Agreed, it shouldn't in case of static inline.

> 
> I'm viewing the assembly differences with:
> 
> wdiff -n \
>     -w $'\033[30;41m' -x $'\033[0m' \
>     -y $'\033[30;42m' -z $'\033[0m' \
>     <(objdump -d brw_state_upload.o.before | sed -e 's/^.*\t//') \
>     <(objdump -d brw_state_upload.o.wtf    | sed -e 's/^.*\t//') | less -R
> 
> and the only real difference is the movement of some call and jmp instructions.
> 
> I cannot take the patch without some reasonable explanation for the change.

Ok I think this has been discussed already and we agree that there is no big visible difference
in disassembly which can be pointed out for improvement. Although, as you said this movement
of instructions can cause this. If with this patch instructions get cache aligned that too can show
improvement.  This is a busy function with bad CPI. Hence chosen for optimization. Branch miss
predict is another metric.  Do we want to consider all these or just disassembly?
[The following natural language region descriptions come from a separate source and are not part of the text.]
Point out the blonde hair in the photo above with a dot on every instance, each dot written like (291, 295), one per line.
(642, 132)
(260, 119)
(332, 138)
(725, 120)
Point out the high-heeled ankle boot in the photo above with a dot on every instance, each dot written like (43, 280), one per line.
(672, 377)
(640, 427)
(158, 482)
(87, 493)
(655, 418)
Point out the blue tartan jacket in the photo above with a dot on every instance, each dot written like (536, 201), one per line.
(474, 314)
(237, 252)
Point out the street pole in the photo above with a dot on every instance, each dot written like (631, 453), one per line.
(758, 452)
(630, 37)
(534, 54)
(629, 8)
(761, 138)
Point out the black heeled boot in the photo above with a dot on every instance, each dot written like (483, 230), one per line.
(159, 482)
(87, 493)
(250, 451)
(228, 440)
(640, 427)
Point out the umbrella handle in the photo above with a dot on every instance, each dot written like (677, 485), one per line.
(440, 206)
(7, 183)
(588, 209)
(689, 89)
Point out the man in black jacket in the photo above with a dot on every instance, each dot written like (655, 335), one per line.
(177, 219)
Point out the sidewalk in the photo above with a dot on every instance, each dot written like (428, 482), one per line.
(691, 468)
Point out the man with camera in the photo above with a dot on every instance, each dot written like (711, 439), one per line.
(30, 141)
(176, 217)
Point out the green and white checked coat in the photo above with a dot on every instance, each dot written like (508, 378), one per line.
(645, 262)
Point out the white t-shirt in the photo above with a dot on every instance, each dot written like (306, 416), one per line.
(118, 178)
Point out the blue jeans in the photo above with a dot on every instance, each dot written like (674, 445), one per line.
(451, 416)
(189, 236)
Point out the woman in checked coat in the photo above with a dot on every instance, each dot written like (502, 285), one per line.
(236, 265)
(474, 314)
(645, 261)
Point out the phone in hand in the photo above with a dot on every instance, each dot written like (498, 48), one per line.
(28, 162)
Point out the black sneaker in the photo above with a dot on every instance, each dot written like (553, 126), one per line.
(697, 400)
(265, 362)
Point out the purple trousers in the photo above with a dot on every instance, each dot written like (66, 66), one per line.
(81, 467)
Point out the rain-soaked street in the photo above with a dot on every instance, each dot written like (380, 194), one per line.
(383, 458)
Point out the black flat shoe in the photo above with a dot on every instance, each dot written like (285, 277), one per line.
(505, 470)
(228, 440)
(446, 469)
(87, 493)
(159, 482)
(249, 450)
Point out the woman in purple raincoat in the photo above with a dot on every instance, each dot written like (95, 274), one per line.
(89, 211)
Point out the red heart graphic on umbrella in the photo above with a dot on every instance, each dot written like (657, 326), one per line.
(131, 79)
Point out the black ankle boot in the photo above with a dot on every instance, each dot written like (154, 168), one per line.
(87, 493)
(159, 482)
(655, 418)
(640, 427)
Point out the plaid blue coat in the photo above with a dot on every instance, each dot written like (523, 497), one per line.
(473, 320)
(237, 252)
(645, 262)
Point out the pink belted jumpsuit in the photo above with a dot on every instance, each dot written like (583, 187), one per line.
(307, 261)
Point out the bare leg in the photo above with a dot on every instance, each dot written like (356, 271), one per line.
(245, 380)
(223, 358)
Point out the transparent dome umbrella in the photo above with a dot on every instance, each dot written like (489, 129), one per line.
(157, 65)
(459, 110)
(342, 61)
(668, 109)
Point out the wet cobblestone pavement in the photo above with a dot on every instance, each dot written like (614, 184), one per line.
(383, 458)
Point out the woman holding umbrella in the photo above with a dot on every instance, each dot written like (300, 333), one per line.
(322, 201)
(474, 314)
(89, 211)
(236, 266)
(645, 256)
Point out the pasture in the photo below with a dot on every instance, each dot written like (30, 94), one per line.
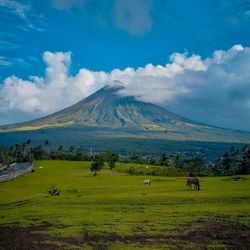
(113, 210)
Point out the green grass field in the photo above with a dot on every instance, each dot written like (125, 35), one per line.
(113, 211)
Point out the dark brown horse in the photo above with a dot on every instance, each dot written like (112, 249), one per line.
(195, 181)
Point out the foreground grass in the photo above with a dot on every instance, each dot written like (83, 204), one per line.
(116, 203)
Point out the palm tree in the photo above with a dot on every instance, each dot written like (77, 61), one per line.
(46, 144)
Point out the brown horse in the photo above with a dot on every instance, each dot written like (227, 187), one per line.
(195, 181)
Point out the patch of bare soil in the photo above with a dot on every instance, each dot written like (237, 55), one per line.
(230, 234)
(201, 234)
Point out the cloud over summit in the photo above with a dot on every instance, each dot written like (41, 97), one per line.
(213, 90)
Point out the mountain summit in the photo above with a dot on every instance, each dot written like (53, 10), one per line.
(107, 108)
(125, 116)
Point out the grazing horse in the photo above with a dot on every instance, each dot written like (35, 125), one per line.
(195, 181)
(146, 183)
Let me make one more attempt, we clearly see icache misses for brw_upload_pipeline_state also
reduced with patch against without patch. Do you think that too is noise with *.o.wtf?
I would be happy to learn if that's the case to understand all this better.

I believe there are two reasons why this should go in
1. It consistently benefits android (we are ok to rename it), helps reduce overhead
2. It doesn't harm other platforms

We are ok to drop it if above two claims can be negated with someone else other than us testing
this. Otherwise can you please reconsider?